2, hard mask hardmask etches, and oxide-film dry etching, channel bottom is carved into the end.Characteristic size size can be 5 ~ 50 microns.
3, selectivity monocrystalline silicon extension 3 deposits, and makes the height of silicon epitaxy 3 be greater than hard mask hardmask surface.(here for super junction EPI extension, need to accomplish hard mask hardmaskopen, then carry out selective epitaxial process.) extension height can be 10.0-100.0 micron.
The method of a kind of test pattern sheet silicon grinding rate of the present invention, it comprises:
1) as shown in Figure 1, measure and record graphic structure sheet specified quantitative mapping shape diverse location initial offset;
2) as shown in figs 2-4, select the pattern piece that several pieces of silicon growth thickness is suitable, with chemical-mechanical polisher, each piece of Epi epitaxial wafer is ground with different time;
3) each piece to be measured by silicon graphics structure sheet value after the offset of specified quantitative mapping shaped position (can be the optional position of silicon chip) that different time grinds and value after recording;
4) as shown in Figure 5, straight line is shown to value after the offset of each piece of silicon graphics structure sheet and the mapping of different milling times.The slope K of this straight line is the grinding rate in silicon chip any position.
Described step 1) in measurement platform can be MRH scan-probe or AFM atomic force microscope, because the opaqueness of silicon and rough surface, Epi epitaxial thickness cannot be measured with conventional MTE board (ellipse inclined thickness measurement platform), because silicon has good conformality, offset top can be more smooth, is suitable for MRH scan-probe method.
Described step 2) silicon graphics sheet that each piece of thickness is suitable grinds with different time, and it can be any time having certain intervals that the time is chosen.
Described step 4) in carry out the grinding of different time respectively with many pieces of silicon graphics structure sheets, the speed sudden change that may produce when to avoid on a piece grinding separately thus cause the error of mensuration, with the rate value that this makes, there is linear correlation.

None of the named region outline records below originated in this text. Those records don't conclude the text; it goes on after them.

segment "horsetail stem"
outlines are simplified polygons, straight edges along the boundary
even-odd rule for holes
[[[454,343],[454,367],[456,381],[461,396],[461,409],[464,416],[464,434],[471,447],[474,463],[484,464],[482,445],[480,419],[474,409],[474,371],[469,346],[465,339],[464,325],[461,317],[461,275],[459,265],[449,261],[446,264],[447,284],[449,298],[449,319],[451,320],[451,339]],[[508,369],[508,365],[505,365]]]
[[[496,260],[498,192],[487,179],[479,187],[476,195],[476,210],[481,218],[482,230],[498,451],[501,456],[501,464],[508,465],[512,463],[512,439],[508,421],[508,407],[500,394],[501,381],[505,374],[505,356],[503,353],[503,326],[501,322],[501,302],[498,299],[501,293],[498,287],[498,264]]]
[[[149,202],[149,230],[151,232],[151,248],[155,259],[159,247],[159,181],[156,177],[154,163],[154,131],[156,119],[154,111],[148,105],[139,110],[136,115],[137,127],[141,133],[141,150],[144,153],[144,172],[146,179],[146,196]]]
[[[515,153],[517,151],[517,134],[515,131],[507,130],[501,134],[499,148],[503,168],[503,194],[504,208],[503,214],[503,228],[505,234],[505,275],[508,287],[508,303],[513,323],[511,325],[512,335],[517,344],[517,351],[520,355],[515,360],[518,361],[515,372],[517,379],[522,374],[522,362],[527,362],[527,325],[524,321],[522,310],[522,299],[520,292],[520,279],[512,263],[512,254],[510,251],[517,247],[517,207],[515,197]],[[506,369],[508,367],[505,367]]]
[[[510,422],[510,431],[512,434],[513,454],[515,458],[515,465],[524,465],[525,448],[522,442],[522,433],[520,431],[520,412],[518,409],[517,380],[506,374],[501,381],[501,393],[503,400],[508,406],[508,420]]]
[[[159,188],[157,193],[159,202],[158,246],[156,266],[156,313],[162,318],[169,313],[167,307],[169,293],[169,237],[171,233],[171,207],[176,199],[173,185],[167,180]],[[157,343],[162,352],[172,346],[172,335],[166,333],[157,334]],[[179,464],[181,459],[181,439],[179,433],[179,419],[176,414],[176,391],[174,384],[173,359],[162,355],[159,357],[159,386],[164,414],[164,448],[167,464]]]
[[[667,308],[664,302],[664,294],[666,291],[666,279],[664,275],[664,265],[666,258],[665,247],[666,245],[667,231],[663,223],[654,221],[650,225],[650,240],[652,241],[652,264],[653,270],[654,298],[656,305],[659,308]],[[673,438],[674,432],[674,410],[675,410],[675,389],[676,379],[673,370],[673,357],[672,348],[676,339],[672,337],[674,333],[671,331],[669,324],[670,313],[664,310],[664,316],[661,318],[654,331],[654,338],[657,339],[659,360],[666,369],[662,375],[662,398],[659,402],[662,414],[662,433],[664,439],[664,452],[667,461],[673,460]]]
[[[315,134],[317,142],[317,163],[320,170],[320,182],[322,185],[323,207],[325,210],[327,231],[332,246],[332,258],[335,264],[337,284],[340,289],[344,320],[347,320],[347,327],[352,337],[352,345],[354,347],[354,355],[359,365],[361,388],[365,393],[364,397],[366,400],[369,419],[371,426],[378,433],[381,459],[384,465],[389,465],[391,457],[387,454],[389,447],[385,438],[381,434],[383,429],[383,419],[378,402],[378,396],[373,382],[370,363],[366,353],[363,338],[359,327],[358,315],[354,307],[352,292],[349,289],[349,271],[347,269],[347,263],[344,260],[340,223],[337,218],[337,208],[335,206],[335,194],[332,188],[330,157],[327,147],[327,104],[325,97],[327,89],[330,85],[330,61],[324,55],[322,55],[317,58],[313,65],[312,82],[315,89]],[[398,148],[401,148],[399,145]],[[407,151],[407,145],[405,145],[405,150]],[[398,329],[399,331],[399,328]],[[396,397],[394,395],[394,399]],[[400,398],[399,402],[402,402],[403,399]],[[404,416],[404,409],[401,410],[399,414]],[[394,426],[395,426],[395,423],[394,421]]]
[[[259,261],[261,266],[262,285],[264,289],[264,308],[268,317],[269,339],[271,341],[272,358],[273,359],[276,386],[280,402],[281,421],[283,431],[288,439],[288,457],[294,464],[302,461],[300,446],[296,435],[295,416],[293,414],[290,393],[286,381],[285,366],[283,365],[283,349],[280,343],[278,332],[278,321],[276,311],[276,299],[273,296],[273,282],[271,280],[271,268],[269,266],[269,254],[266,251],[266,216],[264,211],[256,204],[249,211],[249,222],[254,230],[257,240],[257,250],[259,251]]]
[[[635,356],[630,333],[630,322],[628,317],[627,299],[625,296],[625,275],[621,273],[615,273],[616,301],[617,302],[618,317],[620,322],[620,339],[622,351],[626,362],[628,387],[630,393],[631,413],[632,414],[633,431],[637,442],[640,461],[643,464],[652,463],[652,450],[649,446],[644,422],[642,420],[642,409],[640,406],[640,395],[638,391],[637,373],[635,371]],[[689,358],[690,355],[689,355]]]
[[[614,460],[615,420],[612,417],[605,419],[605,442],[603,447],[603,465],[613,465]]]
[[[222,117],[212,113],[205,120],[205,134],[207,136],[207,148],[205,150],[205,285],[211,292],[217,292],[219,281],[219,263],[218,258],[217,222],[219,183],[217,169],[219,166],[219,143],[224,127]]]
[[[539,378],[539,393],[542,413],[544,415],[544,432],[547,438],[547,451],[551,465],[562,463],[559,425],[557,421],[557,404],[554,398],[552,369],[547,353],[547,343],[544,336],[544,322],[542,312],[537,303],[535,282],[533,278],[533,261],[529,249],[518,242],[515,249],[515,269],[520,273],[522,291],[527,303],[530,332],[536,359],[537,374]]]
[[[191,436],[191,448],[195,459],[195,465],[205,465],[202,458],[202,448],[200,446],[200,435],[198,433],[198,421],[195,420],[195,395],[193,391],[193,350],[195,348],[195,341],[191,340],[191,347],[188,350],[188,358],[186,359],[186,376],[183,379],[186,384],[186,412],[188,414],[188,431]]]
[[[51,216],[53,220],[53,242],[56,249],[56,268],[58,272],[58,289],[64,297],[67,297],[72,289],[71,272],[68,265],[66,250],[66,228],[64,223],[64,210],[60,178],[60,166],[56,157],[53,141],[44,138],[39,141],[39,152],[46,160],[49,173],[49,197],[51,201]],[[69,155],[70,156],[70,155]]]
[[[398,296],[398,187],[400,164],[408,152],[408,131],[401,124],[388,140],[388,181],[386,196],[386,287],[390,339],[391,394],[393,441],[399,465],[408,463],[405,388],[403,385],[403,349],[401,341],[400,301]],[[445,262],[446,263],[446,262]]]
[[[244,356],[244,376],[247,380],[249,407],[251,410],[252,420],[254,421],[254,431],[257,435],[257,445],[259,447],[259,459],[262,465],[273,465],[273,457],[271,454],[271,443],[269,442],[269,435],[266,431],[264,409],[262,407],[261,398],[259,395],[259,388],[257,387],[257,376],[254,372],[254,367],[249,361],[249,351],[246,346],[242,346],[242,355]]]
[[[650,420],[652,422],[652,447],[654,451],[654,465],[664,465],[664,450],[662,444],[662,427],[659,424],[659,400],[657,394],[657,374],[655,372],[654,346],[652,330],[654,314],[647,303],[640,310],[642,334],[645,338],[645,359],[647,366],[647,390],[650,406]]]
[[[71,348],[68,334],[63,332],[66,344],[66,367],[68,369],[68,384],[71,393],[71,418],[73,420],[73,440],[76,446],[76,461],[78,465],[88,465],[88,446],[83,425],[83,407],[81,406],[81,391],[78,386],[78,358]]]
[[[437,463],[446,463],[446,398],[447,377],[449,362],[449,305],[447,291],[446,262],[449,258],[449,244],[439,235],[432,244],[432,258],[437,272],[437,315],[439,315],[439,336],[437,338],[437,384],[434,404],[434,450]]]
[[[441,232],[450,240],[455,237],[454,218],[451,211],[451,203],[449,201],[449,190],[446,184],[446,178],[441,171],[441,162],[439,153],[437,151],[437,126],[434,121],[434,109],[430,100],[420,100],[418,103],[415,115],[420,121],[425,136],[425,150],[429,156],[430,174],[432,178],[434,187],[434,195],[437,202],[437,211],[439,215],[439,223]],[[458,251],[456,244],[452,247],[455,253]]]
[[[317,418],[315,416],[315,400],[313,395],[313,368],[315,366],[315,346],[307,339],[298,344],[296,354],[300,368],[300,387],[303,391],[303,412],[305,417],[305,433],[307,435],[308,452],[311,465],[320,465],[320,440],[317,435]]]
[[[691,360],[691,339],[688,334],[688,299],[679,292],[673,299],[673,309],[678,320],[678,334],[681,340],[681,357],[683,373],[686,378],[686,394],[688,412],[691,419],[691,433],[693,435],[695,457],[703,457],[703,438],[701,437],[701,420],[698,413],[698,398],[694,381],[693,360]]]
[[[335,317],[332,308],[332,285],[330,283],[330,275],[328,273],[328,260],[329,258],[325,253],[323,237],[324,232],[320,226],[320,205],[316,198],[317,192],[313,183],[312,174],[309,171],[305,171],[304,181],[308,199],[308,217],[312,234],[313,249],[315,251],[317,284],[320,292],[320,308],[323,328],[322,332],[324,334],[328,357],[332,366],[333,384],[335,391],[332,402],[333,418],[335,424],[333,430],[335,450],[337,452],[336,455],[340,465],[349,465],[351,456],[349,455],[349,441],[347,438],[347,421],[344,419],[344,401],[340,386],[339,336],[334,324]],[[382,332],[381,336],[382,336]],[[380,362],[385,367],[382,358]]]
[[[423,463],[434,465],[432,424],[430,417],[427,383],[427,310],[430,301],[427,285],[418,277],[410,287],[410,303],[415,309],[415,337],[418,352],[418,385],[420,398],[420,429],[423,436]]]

On silicon graphics sheet, the offset (can be the figure of any position of silicon chip) measuring its selected amount mapping shape is removed with MRH scan-probe board, record primary data, then the silicon graphics sheet that several pieces of levels are suitable is selected, with chemical-mechanical polisher, each piece of silicon graphics sheet is ground with different time respectively, be worth after removing the offset of the selected figure measuring each piece of pattern piece with MRH more afterwards, the slope straight line made from this, namely slope K is the grinding rate of silicon graphics sheet in selected graph position.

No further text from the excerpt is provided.